Apenas antes de las 6 de la tarde el ruido de sus pasos y el sonido de sus voces colmaban el ambiente cuando inició la pesadilla. Luces de bengala en el cielo anunciaron el inicio de la represión de un Estado incapaz de escuchar a su juventud. Balas, gritos, llanto, sangre. Por todos lados sangre, entonces el silencio se hizo ensordecedor.

La tarde de ese miércoles 2 de octubre de 1968 el gobierno mexicano decidió asesinar a sus estudiantes, el horror no se detuvo ahí, los gobiernos de Díaz Ordaz y después el de Luis Echeverría Álvarez desaparecieron a cientos de luchadores sociales y activistas.

Ante la barbarie, el amor se levantaba invencible; padres y madres de familia buscando a sus hijos desaparecidos y exigiendo justicia por los asesinados fue la constante. Una de esas personas ejemplares ha sido Doña Rosario Ibarra de Piedra, a cincuenta años de la matanza en Tlaltelolco, a la memoria de su hijo Jesús, con el deseo de que por este medio le llegue este poema*:

Chusi, el pequeño gigante de piedra.
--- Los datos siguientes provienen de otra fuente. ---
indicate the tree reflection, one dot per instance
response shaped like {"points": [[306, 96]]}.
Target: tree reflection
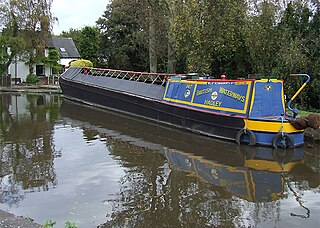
{"points": [[27, 149], [153, 194]]}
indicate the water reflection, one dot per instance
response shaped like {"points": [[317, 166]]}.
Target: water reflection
{"points": [[114, 171], [27, 149], [197, 183]]}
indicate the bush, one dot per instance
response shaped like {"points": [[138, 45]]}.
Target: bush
{"points": [[81, 63], [32, 79]]}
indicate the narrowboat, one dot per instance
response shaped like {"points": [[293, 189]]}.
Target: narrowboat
{"points": [[248, 111]]}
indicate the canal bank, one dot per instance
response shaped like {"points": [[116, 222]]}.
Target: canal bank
{"points": [[32, 89], [10, 220]]}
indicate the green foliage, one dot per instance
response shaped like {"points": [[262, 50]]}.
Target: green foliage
{"points": [[32, 79], [49, 224], [52, 60], [70, 225], [89, 44], [29, 22], [124, 41], [81, 63], [74, 34]]}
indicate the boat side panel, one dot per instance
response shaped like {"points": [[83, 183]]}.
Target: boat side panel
{"points": [[201, 122], [225, 97], [134, 87]]}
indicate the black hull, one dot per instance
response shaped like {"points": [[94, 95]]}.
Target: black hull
{"points": [[219, 126]]}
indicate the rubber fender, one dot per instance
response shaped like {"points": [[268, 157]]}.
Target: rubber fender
{"points": [[242, 132], [284, 136]]}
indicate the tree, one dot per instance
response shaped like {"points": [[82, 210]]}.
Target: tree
{"points": [[31, 21], [89, 41], [74, 34], [52, 61], [124, 38]]}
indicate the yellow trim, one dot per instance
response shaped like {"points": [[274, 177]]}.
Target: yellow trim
{"points": [[269, 126], [205, 106], [266, 80], [297, 93], [194, 92], [240, 111]]}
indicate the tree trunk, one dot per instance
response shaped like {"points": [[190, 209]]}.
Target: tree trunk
{"points": [[152, 38]]}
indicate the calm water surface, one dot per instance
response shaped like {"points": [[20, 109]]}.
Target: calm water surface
{"points": [[62, 161]]}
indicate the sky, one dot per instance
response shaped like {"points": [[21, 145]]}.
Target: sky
{"points": [[76, 13]]}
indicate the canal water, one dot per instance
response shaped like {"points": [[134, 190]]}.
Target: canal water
{"points": [[66, 162]]}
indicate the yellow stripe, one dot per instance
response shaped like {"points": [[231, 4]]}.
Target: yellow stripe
{"points": [[270, 126], [240, 111], [254, 91], [297, 93], [206, 106]]}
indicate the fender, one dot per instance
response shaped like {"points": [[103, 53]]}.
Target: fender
{"points": [[243, 132], [282, 140]]}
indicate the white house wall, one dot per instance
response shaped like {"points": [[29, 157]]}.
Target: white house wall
{"points": [[21, 70]]}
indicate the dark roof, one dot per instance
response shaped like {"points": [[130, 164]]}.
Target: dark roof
{"points": [[65, 46]]}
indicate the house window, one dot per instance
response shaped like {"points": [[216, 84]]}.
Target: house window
{"points": [[40, 71]]}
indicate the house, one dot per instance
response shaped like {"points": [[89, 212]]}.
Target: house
{"points": [[67, 51]]}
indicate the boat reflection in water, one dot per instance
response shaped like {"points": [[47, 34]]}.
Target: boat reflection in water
{"points": [[260, 178], [252, 173]]}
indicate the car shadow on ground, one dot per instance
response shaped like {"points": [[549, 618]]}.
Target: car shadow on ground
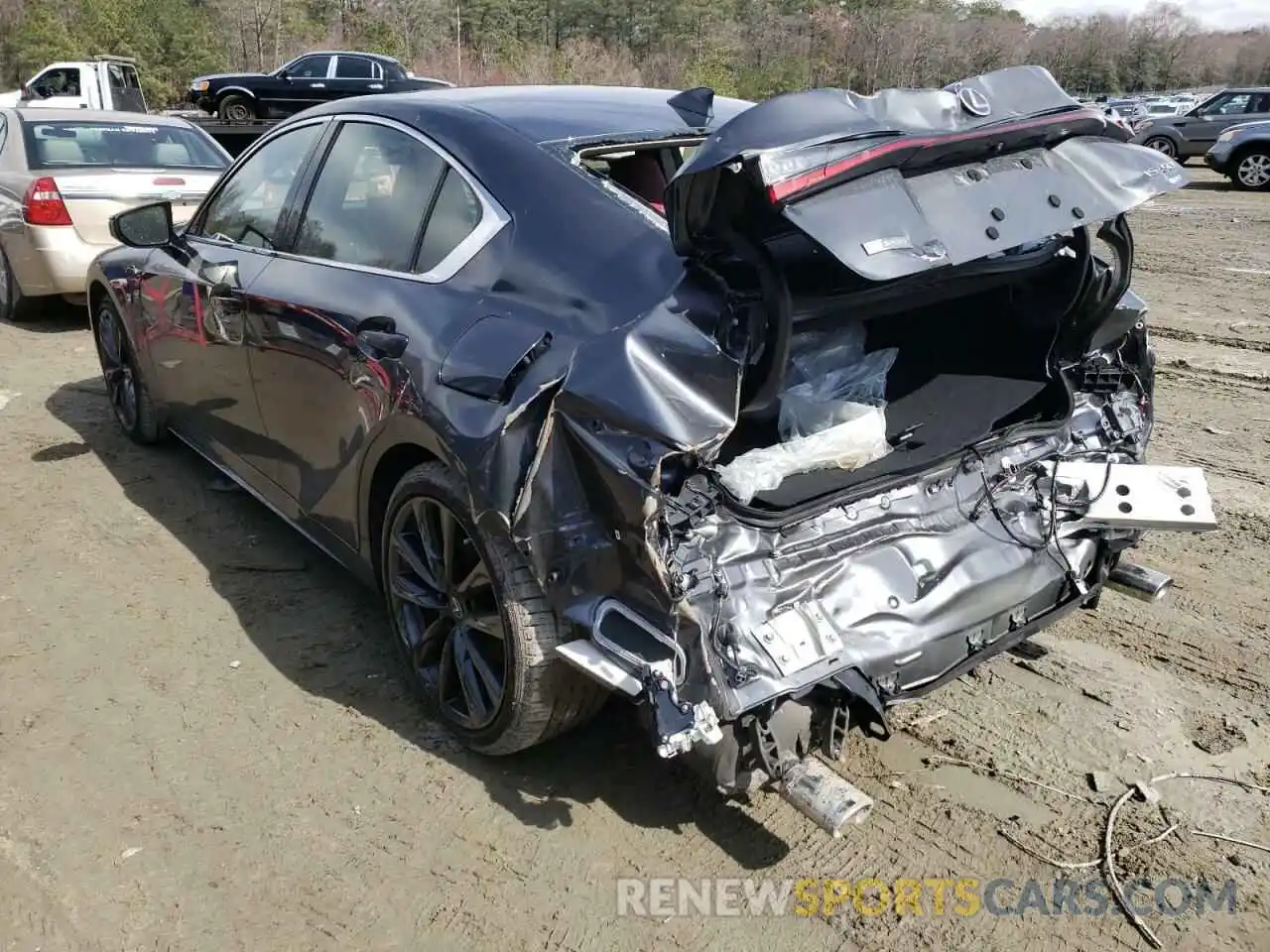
{"points": [[53, 316], [325, 633]]}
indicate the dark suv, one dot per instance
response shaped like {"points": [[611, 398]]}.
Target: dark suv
{"points": [[305, 81], [1196, 132]]}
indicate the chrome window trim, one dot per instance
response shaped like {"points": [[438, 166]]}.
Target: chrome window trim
{"points": [[375, 67], [493, 218]]}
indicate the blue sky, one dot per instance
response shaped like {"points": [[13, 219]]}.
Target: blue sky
{"points": [[1224, 14]]}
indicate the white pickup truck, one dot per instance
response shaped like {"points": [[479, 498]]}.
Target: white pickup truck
{"points": [[104, 82]]}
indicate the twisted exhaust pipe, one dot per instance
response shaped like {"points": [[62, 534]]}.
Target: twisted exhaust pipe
{"points": [[1138, 581]]}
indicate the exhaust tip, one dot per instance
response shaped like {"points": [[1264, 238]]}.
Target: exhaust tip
{"points": [[1138, 581], [825, 797]]}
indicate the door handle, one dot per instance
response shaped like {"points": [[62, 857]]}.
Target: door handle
{"points": [[382, 344], [225, 298]]}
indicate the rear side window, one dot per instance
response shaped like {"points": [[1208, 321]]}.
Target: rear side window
{"points": [[310, 67], [354, 67], [118, 145]]}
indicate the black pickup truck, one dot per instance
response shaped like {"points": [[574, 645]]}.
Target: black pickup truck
{"points": [[308, 80]]}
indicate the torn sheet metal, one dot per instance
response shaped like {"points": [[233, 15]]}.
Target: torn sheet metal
{"points": [[901, 226], [901, 587], [869, 197]]}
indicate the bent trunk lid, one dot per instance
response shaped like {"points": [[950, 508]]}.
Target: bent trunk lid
{"points": [[908, 180]]}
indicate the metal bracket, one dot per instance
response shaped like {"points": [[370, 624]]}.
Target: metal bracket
{"points": [[1139, 497], [679, 725]]}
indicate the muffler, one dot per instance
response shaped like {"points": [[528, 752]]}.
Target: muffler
{"points": [[824, 796], [1138, 581]]}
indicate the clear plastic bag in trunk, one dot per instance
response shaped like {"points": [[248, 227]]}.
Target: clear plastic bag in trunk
{"points": [[832, 413]]}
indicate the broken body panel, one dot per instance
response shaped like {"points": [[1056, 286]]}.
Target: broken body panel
{"points": [[783, 626]]}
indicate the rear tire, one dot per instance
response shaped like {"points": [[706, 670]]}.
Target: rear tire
{"points": [[1164, 145], [125, 384], [1251, 171], [14, 307], [540, 696], [236, 108]]}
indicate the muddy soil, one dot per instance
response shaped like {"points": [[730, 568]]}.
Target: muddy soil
{"points": [[206, 742]]}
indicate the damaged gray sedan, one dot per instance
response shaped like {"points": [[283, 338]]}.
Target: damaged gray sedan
{"points": [[767, 417]]}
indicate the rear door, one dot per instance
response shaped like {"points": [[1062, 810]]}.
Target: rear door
{"points": [[354, 76], [62, 86], [305, 85], [385, 236]]}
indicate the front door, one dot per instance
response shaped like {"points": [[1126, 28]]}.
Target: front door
{"points": [[367, 250], [1210, 119], [59, 87], [354, 76], [198, 302]]}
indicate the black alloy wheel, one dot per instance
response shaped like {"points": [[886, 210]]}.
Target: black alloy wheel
{"points": [[472, 621], [125, 388], [447, 613]]}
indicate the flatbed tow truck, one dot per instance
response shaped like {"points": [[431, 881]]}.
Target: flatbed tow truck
{"points": [[234, 137]]}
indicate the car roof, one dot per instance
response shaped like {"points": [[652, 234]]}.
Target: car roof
{"points": [[562, 112], [381, 58], [42, 114]]}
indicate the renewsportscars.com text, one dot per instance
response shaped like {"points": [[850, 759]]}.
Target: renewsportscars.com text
{"points": [[964, 896]]}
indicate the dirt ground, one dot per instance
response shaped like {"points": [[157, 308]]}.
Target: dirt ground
{"points": [[206, 742]]}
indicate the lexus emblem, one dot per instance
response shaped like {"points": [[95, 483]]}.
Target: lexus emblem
{"points": [[974, 102]]}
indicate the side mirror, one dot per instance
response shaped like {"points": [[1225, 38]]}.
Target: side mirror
{"points": [[145, 226]]}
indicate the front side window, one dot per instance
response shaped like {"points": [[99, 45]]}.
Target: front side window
{"points": [[248, 209], [64, 81], [119, 145], [1234, 104], [371, 198], [310, 67], [354, 67]]}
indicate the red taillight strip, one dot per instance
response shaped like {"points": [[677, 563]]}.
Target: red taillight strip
{"points": [[44, 204], [783, 190]]}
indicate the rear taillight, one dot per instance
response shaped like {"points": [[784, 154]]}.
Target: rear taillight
{"points": [[788, 176], [44, 203]]}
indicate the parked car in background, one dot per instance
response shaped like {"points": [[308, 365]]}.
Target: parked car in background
{"points": [[1242, 154], [105, 82], [308, 80], [1165, 108], [588, 384], [64, 172], [1194, 132]]}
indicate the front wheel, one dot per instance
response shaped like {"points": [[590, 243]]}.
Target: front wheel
{"points": [[1252, 172], [1164, 145], [474, 625], [125, 384], [235, 108]]}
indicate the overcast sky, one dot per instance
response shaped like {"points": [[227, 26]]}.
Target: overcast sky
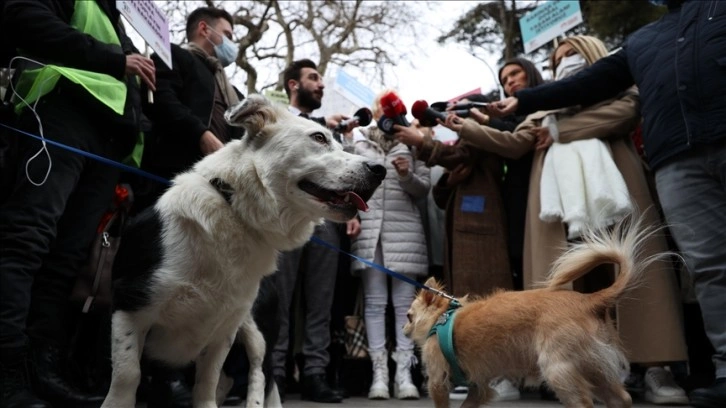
{"points": [[442, 73]]}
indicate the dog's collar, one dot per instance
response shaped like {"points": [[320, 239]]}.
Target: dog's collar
{"points": [[223, 188], [444, 330]]}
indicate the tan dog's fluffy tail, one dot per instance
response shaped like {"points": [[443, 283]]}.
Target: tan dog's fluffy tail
{"points": [[621, 245]]}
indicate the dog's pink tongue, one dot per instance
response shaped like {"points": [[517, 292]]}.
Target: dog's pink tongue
{"points": [[359, 203]]}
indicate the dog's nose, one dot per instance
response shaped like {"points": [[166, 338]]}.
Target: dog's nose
{"points": [[378, 170]]}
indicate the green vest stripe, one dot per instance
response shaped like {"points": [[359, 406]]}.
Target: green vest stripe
{"points": [[87, 18]]}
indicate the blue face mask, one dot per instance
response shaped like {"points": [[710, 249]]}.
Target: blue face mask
{"points": [[226, 52]]}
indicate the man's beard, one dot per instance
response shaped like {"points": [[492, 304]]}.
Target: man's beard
{"points": [[306, 99]]}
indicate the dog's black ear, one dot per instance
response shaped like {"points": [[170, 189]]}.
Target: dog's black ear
{"points": [[428, 297], [252, 114], [433, 283]]}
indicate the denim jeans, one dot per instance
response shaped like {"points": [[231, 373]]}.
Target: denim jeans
{"points": [[46, 230], [692, 191], [316, 267]]}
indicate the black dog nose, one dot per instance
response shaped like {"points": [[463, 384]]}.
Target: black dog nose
{"points": [[378, 170]]}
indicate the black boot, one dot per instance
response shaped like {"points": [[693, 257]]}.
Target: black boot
{"points": [[15, 382], [52, 382], [710, 397]]}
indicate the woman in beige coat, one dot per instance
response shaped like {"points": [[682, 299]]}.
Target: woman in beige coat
{"points": [[649, 319]]}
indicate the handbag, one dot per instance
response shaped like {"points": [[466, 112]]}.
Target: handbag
{"points": [[356, 345], [93, 289]]}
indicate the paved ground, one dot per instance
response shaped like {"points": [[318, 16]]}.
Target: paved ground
{"points": [[528, 401]]}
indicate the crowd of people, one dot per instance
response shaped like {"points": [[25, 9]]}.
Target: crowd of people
{"points": [[525, 177]]}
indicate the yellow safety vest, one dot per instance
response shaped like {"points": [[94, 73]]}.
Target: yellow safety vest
{"points": [[87, 18]]}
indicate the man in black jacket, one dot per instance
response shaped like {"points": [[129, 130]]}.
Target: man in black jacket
{"points": [[191, 98], [315, 266], [57, 197], [679, 66]]}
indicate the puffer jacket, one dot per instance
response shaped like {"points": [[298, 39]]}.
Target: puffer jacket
{"points": [[679, 65], [393, 215]]}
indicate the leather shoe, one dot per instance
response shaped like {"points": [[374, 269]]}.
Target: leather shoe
{"points": [[281, 382], [710, 397], [316, 388], [51, 382]]}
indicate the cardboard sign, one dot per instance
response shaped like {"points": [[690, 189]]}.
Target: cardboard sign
{"points": [[151, 24], [548, 21]]}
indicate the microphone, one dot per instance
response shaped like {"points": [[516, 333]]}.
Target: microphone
{"points": [[425, 115], [362, 115], [394, 113], [468, 105]]}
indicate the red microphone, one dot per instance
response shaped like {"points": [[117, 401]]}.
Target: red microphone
{"points": [[425, 115], [394, 113]]}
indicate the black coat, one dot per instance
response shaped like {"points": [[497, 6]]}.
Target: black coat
{"points": [[41, 28], [679, 65], [181, 113]]}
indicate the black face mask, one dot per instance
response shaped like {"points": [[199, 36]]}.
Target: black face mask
{"points": [[307, 100]]}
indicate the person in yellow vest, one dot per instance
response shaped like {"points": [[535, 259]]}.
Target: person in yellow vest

Así le llamábamos por el contraste que existía entre la delgadez extrema de su figura corporal y la fortaleza de su carácter.

Chusi era flaquito, finito, un hilacho el pobre. Todos los días andaba despeinado con los pelos como llamaradas por todas partes y los pantalones dos números más grandes, porque la madre aseguraba que en cualquier momento daría el estirón y para no tener que comprarle otros, andaba siempre así.

Chusi, el pequeño gigante de piedra todo lo relataba: las retas a brincar la cuerda o el torneo de balero. Él decía: El gringo López, toma el barril, lo impulsa en el aire, los colores brillan, las cuerdas zigzaguean dibujando el cielo, el planeta cae, bamboleando le guiña un ojo al palo que va a embocar y ¡embocóooo!...y sonaba la campana y ahí va, ese gigante de piedra, en hombros de los compañeros.

A mi parecer el día que se consagró con ese micrófono de sueños que aferraba a sus manos, fue el día en que el gordo Sánchez pasó a dar la lección de tiempos verbales en la clase de lenguas. Ese día Chusi se ubicó en la última banca de la fila y mientras con una carpeta se cubría el rostro, desde ahí relataba: El gordo Sánchez lanza un “he buscado”; la seño lo mira; lo mide; lo quema con la mirada; le pide una frase en imperativo. El gordo suda a mares, de último momento lanza un ¡prohibido olvidar!, siente que le estalla el corazón: bum, bum, bum…hasta que llega un ¡MUY BIEN! de la mentora. Nosotros rompimos en aplausos, la maestra creía que era por ella o por la lección, pero nosotros aplaudíamos la pasión del relato de Chusi.

Yo le perdí la pista al salir de la primaria. Al tiempo, 10 años después, supe de él, supe que se había enamorado, que había relatado aquel primer encuentro con Laura la joven de sus sueños. Supe también que una noche del 73, mientras los soldados arrancaban a unos jóvenes de su domicilio en la casa de enfrente, Jesús agarró el altavoz y comenzó a narrar desde la cornisa los pormenores de aquella escena de perros. La cuadra vecinal se despertó al escuchar los gritos casi en llanto de Jesús; algunos encendieron sus luces, otros temerosos observaban desde sus ventanas, hubo quienes se atrevieron a salir a las calles. Los militares se inquietaron; los estudiantes y sus familias se resistían sin que Jesús parara un sólo minuto sus discursos.

Alguien gritó ¡bajen a ese tarado!, los estruendos de plomo se entremezclaban con su voz, mientras la silueta del flaco Jesús brincaba entre las cornisas sin que las balas opacaran las palabras en aquella garganta de oro.

Esa noche Jesús desapareció, como tantos otros que desaparecieron también y por quienes hoy la memoria se convierte en reclamo y compromiso.

Ahora cada vez que regreso a la escuela para dar clases, me parece que lo escucho, que escucho a ese gigante de Piedra, quien aferrado a su micrófono de sueños pinta con palabras y grita con colores la exigencia por lograr un mundo con justicia y dignidad.